Esso prevede, tra le altre cose, il suicidio rituale in caso di grave sconfitta o di altra onta indelebile.
Dapprima i PG li hanno condotti in una spedizione di guerra contro dei nemici, in varie sessioni. E lì è emersa la necessità, talvolta, di dare un po’ di personalità distinte ai loro leader.
Una capotribù, in particolare, si chiama Azadèh, e nei miei appunti iniziali era semplicemente “giovane, testa calda, molto ambiziosa, furba”.
In una sessione, mandata all’assalto in prima linea con le sue truppe, ho deciso che si sarebbe assicurata di restare viva, dando precedenza alla sua incolumità, e accampando poi qualche scusa per salvaguardare il suo onore. L’ho fatto per mostrare ai giocatori gli elementi distintivi che le avevo già assegnato. Ma nel fare questo ho stabilito un precedente di non poco conto: Azadeh non si cura troppo del rigido codice d’onore tradizionale dei Munucchi, o almeno lo mette in secondo piano rispetto alle sue ambizioni personali, e usa la sua astuzia per aggirarlo. Ho aggiunto queste cose ai miei appunti.

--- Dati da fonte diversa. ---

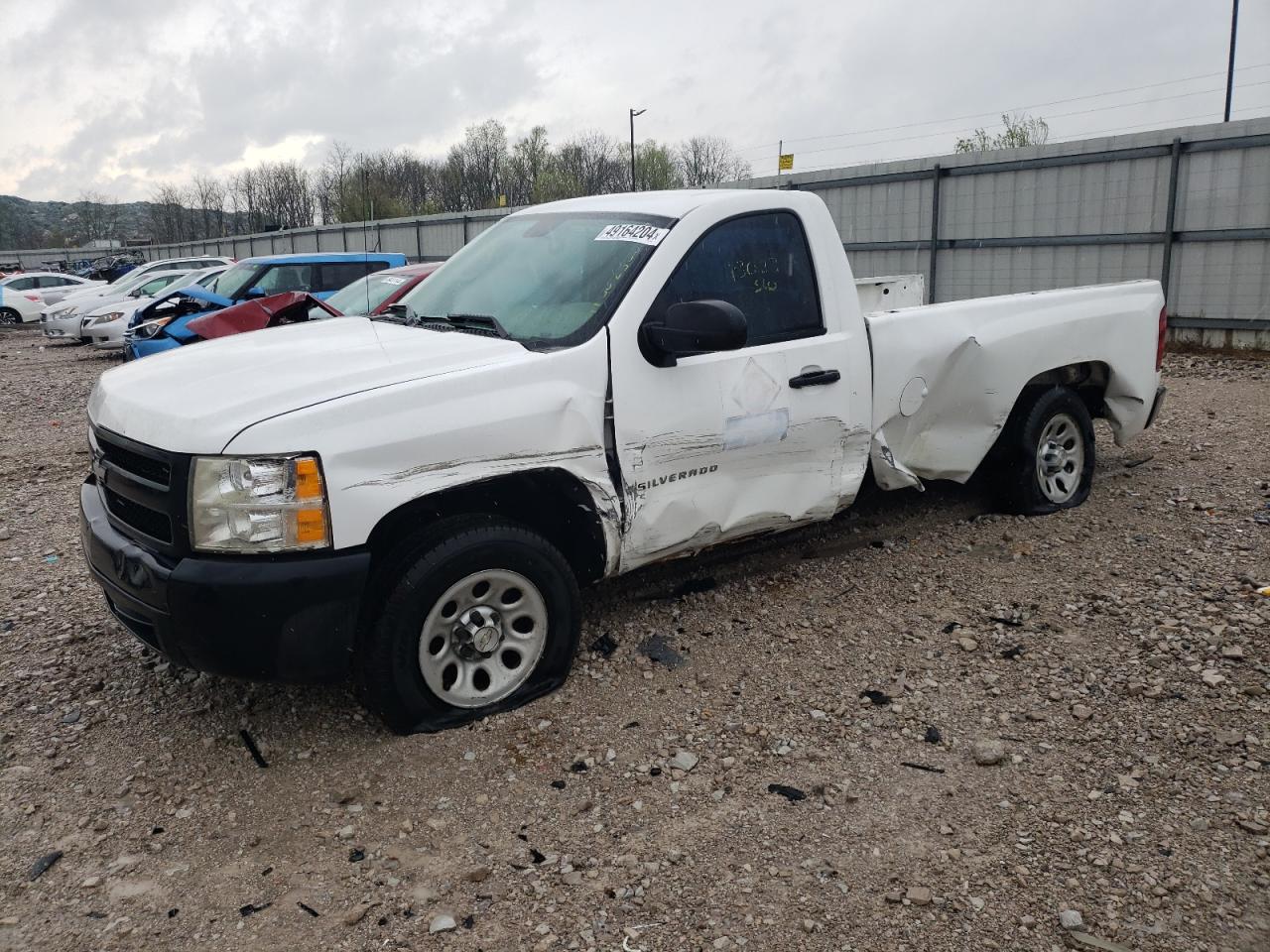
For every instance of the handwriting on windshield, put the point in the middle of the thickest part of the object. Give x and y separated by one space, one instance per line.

Non è inesatto dire che ho scoperto delle cose nuove su di lei. Il mio compito di master era dare certe informazioni ai giocatori. Ma ho preso una decisione “autoriale” mia, di Bille, secondo il mio gusto, su come ritenevo più carino / più divertente darle, e quando.
La svolta però arriva nella scorsa sessione: da qualche tempo quella tribù di Munucchi scalpitava perché aveva subito il furto di un baby elefantino, e incolpava di questo la Colonia di cui fanno parte i PG.
Alcuni PG hanno indagato, scoperto chi aveva rubato l’elefantino e dov’era, e ottenuto la sua liberazione, ma non hanno fatto in tempo: la tribù ha perso la pazienza e si è rivoltata.
Lo scontro, anche grazie a buone decisioni tattiche dei giocatori, è volto a favore della Colonia: perduti molti guerrieri e i loro tre elefanti, i Munucchi si sono ritirati. A quel punto, i PG hanno offerto un parley.
I PG erano tre, quindi io ho fatto presentare tre hobgoblin: Azadèh, e due suoi ufficiali inventati al momento.
E ho presentato questa situazione: Azadeh che vuole arrendersi, e i due luogotenenti che ce l’hanno con lei ed esigono il suo suicidio rituale in onore alla tradizione.
L’ho fatto senza pensarci troppo, sull’onda del momento. Non avevo preparato niente di specifico (la sessione sarebbe potuta andare in mille altri modi). Non c’è stato un calcolo da parte mia.
Ma, pensandoci a posteriori, mi sono reso conto che l’ho fatto perché trovavo interessante e divertente mettere i PG di fronte a quel dilemma. E anche mettere Azadeh stessa di fronte a quel dilemma.
Che la PNG fosse amareggiata dalla sconfitta, e decisa a salvarsi la pelle (e possibilmente la reputazione), era deducibile dagli appunti che la riguardavano. Ma tutto il resto no. Sui luogotenenti non avevo nessun appunto. E avrei potuto impostare la situazione in mille altri modi. Per esempio, avrei potuto perfino dire che Azadeh era fuggita e gli altri ora la rinnegavano.
Sono convinto di aver fatto una scelta guidata principalmente da “vediamo cosa succede se faccio questo” / “sarebbe carino se facessi questo”, proprio come prima ho detto che faccio quando non sono master.
Ho preso una decisione per il mondo di gioco in base a questo criterio (molto personale, molto “di pancia”, molto “da giocatore”), e di conseguenza ho dedotto, o meglio scoperto, delle cose sulla personalità di Azadeh e su quella dei suoi luogotenenti.
(Ci sono stati altri sviluppi: i PG, inaspettatamente, si sono schierati con Azadeh, al punto tale da aiutarla a uccidere gli altri due nella scaramuccia che si è scatenata; ora lei ha giurato fedeltà e sottomissione alla Colonia, mantenendo in cambio il controllo sulla propria tribù. Come la prenderà il resto della tribù? E quanto sarà stabile la lealtà della PNG, se in futuro si presenteranno problemi? Altre cose che non escludo di decidere in base al criterio del “vediamo che succede se…”, “sarebbe interessante se…”.)